KEVIN McHugh believes a breath test would have spared him around a decade of fruitless tests and misdiagnosis.
The tour operator, from Cramond in Edinburgh, had been having treatment for gastrointestinal problems when a chance visit to an opticians in the capital in 2017 finally led to the discovery of his MS.
READ MORE: Scientists begin work on study to develop an MS breath test
Mr McHugh, 39, said: "I was having problems with my eye. I kept waking up in the morning feeling like I had a bit of sleep in my eye, but I had this for about a week.
"Finally I went to one of the opticians in George Street in Edinburgh and by a pure fluke it was the girl's first day in the job - I think I was her first patient.
"She was looking at my eye and said 'there's something wrong - I think you should go to the hospital'.
"She said there was some swelling behind the eye.
"Me and my wife went up to the hospital that day and they did an emergency CT scan and an MRI scan, and sent us on our way.
"I had an appointment at the Royal Infirmary a couple of days later with the stomach specialist I had been seeing for years.
"I told him all the trouble I'd been having, because I'd also been getting these splitting headaches as well as the problem with my eye, and I told him that the doctors thought it might be a brain tumour.
"He said 'well, the good news is you don't have a tumour - you have MS'."
READ MORE: MS patient moves 200 miles from Highlands for disability-friendly flat
Mr McHugh has the more common form - relapsing-remitting MS - and now receives monthly infusions of the drug Tysabri to help keep his symptoms under control.
He said: "Up until recently I was taking so many different pills and tablets that when I walked I rattled. It was nuts.
"If this breath test had been available ten years ago it would have changed my life. My MS would have been picked up sooner and I might have started disease-modifying drugs sooner.

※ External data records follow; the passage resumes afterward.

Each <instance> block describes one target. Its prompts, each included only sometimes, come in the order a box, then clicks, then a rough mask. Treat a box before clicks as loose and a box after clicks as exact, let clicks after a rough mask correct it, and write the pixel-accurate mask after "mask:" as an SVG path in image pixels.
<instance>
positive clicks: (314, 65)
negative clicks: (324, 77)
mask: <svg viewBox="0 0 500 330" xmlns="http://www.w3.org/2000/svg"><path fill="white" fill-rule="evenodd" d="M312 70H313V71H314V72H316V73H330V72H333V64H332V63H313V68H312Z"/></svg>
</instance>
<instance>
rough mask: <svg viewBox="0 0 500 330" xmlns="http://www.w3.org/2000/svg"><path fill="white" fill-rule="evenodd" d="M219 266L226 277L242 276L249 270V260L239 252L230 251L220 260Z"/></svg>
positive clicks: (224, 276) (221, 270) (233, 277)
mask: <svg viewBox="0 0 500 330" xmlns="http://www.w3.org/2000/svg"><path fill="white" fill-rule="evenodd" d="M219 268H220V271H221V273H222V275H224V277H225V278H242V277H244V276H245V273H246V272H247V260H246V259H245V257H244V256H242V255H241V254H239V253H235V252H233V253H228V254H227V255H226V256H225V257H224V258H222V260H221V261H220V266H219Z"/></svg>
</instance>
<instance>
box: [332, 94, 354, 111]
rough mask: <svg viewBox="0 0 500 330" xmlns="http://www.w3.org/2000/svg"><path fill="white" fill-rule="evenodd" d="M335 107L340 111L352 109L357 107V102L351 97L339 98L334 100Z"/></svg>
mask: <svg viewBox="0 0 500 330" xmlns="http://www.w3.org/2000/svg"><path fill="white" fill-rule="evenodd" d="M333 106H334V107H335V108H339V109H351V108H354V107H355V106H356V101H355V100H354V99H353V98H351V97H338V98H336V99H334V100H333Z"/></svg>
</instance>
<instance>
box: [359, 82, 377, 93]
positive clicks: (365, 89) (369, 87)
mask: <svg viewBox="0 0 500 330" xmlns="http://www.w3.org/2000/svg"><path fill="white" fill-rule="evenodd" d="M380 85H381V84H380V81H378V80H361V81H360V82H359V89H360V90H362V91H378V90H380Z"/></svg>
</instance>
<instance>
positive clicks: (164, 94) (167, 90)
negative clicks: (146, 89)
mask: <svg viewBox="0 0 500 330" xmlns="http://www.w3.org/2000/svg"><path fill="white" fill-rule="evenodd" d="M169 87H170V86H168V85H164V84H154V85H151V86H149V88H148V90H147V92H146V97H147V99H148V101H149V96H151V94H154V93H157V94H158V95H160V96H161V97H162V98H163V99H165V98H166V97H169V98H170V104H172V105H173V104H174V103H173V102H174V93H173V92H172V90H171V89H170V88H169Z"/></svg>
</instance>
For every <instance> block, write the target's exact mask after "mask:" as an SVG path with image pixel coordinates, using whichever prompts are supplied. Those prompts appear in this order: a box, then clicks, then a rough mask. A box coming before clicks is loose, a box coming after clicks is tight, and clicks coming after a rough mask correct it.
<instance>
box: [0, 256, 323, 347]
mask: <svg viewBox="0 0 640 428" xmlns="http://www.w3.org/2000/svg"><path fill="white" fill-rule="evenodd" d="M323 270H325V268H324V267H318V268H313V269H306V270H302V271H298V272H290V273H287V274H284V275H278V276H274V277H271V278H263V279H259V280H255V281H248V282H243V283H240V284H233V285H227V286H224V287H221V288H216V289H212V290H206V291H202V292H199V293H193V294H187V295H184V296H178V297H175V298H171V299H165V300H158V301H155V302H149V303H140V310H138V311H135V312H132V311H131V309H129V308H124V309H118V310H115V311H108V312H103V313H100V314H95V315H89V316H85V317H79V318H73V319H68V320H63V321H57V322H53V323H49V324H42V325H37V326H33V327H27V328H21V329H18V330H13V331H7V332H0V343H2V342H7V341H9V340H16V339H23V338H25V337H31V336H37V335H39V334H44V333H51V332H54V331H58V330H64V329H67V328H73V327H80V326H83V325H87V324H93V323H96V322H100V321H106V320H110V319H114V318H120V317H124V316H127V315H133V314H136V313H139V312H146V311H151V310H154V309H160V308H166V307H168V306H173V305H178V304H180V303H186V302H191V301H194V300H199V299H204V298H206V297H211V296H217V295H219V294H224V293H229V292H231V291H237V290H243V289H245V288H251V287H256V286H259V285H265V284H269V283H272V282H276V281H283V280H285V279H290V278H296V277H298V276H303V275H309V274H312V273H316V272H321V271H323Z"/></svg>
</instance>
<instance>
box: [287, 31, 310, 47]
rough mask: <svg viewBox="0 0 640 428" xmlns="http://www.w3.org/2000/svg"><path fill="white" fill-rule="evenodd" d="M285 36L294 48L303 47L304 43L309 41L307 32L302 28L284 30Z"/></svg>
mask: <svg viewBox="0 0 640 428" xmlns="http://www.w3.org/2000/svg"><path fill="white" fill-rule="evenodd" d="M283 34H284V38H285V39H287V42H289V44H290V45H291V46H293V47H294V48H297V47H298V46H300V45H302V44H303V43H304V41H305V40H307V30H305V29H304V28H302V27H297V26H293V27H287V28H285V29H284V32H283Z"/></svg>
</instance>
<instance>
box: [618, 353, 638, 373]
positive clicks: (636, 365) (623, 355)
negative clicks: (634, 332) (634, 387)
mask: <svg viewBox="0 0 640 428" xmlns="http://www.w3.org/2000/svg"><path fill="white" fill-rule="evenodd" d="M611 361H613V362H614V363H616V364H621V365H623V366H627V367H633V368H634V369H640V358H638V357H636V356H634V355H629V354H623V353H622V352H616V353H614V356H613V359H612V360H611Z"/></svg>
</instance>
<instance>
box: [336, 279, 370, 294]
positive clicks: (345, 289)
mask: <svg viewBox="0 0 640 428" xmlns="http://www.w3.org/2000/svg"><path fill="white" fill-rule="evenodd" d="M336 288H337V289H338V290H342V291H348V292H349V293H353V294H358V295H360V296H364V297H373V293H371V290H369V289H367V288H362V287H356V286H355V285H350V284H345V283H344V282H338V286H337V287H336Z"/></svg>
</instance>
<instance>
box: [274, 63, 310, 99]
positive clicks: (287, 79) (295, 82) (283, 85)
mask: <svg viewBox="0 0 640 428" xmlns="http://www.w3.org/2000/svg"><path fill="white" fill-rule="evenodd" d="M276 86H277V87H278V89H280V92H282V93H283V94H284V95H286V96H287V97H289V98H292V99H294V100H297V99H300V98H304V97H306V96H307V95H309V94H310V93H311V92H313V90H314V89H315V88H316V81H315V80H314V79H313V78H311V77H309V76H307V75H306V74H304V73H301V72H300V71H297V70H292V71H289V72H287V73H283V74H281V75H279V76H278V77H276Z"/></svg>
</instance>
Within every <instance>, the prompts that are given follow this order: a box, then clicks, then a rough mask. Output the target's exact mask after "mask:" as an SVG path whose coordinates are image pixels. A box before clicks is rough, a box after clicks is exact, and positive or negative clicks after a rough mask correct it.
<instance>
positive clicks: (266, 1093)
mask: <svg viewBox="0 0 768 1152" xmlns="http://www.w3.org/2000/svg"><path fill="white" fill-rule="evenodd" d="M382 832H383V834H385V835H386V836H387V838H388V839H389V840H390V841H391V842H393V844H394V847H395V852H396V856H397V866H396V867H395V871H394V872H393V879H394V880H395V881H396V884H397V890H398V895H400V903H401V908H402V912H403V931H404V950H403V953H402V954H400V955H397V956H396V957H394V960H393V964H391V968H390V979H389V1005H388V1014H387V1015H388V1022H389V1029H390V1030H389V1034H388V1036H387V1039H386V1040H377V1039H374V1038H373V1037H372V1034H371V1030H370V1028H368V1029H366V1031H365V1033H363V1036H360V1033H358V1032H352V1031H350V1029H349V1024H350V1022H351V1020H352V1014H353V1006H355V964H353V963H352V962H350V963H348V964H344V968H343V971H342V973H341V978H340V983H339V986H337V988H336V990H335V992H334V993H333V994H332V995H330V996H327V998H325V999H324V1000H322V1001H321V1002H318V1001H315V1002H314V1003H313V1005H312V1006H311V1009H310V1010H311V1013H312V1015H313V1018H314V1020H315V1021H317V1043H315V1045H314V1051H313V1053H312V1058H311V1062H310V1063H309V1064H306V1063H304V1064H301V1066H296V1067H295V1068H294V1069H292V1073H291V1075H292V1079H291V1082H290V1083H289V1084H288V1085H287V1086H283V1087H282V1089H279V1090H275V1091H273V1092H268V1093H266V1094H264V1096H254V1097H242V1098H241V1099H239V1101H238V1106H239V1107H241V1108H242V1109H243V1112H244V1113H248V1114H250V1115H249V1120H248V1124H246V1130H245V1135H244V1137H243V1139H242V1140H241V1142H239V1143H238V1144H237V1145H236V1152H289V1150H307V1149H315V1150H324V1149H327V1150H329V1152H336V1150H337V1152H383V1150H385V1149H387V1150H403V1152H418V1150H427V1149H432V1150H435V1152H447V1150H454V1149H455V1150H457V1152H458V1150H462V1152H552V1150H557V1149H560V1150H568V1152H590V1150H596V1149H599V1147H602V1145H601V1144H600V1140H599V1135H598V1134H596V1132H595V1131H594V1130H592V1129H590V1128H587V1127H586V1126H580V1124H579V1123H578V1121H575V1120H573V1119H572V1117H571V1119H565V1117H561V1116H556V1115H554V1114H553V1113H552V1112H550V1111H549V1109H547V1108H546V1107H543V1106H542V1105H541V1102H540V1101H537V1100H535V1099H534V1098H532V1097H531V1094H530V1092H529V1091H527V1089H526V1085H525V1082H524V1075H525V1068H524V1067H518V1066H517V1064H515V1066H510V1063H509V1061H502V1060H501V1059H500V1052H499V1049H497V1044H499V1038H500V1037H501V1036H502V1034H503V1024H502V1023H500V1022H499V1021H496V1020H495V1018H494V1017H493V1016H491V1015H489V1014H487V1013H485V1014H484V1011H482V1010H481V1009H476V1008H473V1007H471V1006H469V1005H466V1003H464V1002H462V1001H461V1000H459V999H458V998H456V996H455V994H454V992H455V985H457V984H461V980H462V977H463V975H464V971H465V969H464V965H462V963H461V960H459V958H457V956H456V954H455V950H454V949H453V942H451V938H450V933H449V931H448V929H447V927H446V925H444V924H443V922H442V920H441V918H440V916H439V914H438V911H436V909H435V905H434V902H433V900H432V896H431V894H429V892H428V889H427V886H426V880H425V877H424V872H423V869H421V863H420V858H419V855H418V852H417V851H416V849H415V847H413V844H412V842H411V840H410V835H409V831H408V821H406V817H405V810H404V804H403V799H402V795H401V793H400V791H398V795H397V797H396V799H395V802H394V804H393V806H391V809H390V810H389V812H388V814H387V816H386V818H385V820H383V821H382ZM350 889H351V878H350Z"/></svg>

"I spent over a decade getting every test under the sun in search of other illnesses before finally being diagnosed with MS.
"Needless to say, a test like this could have seen me diagnosed years earlier and started on a treatment that would ultimately have seen me experience fewer relapses and slow progression of the condition.
"It would be great to see something like this make progress as it could potentially help others avoid having to go through the same thing as me.”